Размышляя о судьбе Дуни, Раскольников предполагает и вспоминает: "(...) знаю и то, о чем ты всю ночь продумала, ходя по комнате, и о чем молилась перед Казанскою Божией Матерью, которая у мамаши в спальне стоит. На Голгофу-то тяжело всходить" (6; 35). Празднование же Казанской и было 8 июля по старому стилю. Следует признать, что хронология точна: первый день -- именно 8 июля. Тогда и видит Раскольников Мармеладова, который рассказывает о своей встрече с дочерью: "А сегодня у Сони был, на похмелье ходил просить!" (6; 20). И далее он говорит о ней те слова, кои всегда относятся к Богородице: "Ничего не сказала, только молча на меня посмотрела... Так не на земле, а там... о людях тоскуют, плачут, а не укоряют, не укоряют!" (6; 20).

Человек должен соответствовать открытой благости и изменяться благодаря приятию Божественной заботы в собственную жизнь. "Проба" Раскольникова, совершаемая в день одной из наиболее почитаемых икон, -- разрыв с Божьей милостью. Не случайно число 8 имеет и другой смысл -- день апокалиптический. Изначально задается ситуация метафизического выбора. В конце произведения она повторится: апокалиптический сон Раскольникова и явление Сони перед героем, подобное, по мнению Т.А. Касаткиной, чудесному обнаружению иконы.

Интересно в словах Раскольникова и упоминание о Голгофе: человек обязан повторить действие Сына Божия. Герой заблуждается, характеризуя себя: "Я бедный и больной студент, удрученный (он так и сказал: "удрученный") бедностью" (6; 80).
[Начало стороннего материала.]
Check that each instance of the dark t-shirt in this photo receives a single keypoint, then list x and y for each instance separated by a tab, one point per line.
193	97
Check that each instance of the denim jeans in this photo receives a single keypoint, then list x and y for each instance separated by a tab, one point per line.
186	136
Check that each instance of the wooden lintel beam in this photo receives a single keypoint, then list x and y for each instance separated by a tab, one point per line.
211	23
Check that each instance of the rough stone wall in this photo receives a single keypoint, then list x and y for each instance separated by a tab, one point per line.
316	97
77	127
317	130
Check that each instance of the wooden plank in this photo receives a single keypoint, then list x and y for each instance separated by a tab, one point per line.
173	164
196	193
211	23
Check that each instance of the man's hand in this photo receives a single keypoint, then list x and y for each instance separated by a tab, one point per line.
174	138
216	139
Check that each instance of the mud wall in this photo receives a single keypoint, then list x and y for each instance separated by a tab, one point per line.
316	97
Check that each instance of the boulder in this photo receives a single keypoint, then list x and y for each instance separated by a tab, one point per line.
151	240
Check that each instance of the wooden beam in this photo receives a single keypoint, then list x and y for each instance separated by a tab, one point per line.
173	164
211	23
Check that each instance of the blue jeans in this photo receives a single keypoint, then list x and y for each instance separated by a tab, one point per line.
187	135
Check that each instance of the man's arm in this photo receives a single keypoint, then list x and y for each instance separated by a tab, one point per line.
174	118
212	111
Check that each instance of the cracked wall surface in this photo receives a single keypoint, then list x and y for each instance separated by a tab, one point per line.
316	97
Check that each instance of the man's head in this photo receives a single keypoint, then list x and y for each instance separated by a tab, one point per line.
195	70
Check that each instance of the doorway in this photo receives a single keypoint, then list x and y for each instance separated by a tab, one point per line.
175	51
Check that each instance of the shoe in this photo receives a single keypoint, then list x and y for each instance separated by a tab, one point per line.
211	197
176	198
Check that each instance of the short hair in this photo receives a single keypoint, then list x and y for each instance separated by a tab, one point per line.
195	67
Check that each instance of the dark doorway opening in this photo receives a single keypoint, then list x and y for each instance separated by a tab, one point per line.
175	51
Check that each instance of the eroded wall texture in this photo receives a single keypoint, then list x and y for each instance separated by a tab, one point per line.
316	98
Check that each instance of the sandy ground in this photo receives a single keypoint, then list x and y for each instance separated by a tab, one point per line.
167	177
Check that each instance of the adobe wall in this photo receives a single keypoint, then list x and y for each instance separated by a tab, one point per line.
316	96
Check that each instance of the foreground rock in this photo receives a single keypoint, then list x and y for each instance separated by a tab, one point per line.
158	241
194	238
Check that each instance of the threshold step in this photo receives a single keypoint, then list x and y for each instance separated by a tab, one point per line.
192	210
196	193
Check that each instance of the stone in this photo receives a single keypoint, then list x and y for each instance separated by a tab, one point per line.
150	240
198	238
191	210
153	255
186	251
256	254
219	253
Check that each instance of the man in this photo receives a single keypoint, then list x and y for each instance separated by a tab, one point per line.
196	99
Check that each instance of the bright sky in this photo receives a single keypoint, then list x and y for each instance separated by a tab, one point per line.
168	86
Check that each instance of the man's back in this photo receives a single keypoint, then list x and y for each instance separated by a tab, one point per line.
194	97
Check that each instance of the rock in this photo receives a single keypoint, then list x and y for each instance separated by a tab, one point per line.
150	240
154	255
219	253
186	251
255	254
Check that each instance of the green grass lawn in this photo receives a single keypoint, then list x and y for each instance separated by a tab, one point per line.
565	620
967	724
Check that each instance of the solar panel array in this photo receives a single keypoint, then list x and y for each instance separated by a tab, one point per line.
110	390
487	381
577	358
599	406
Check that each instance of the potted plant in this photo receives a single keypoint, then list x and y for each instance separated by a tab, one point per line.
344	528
Достоевский-то хорошо знал смысл "удрученности": в сознании ожили строки тютчевского стихотворения "Эти бедные селенья...":

Удрученный ношей крестной,

Всю тебя, земля родная,

В рабском, виде Царь Небесный

Исходил, благословляя.

Только "крестная ноша" дает право оценить себя так, как это делает Раскольников. Поступок героя -- еще и вызов Богочеловеку.

Мотивы, связанные с чудом появления и действия Казанской иконы, развиваются в романе далее. Согласно сохранившимся свидетельствам, "при следовании иконы в храм многие больные, особенно слепцы, получили исцеление. Можно думать, что эта преимущественная цельба слепоты служила знамением того, что святая икона явилась для просвещения духовным светом омраченных слепотою магометанского лжеучения". Когда Соня читает Раскольникову Евангелие, то особо останавливается на чуде Христа, исцелившего слепого: "При последнем стихе: "не мог ли сей, отверзший очи слепому..." -- она, понизив голос, горячо и страстно передала сомнение, укор и хулу неверующих, слепых иудеев, которые сейчас, через минуту, как громом пораженные, падут, зарыдают и уверуют... "И он, он -- тоже ослепленный и неверующий, -- он тоже сейчас услышит, он тоже уверует, да, да! сейчас же, теперь же", -- мечталось ей, и она дрожала от радостного ожидания" (6; 251). Соня сама становится средством исцеления героя. Перед нами картина возможного чуда, творимого иконой Богоматери. Оно вполне реально, хотя и не происходит сразу. Думается, что именно с днем Казанской связана также мысль о разящей и очистительной силе "грома", ведь и после чтения письма Раскольников чувствует, что оно "вдруг как громом в него ударило" (6; 39).

Однако в тот роковой день поддавшаяся греховному обольщению воля человека оказалась сильнее: "(...) тяжелая, желчная, злая улыбка змеилась по его губам" (6; 35). Становится понятным, с другой стороны, и включение в произведение коранических мотивов, уподобления Раскольникова Магомету: "О, как к понимаю "пророка", с саблей, на коне. Велит Аллах, и повинуйся, "дрожащая" тварь! (...) Повинуйся, дрожащая тварь, и -- не желай, потому -- не твое это дело!.." (6; 212). Избавиться от подобного лжеучения и должен герой, чему способствует христианское чудо.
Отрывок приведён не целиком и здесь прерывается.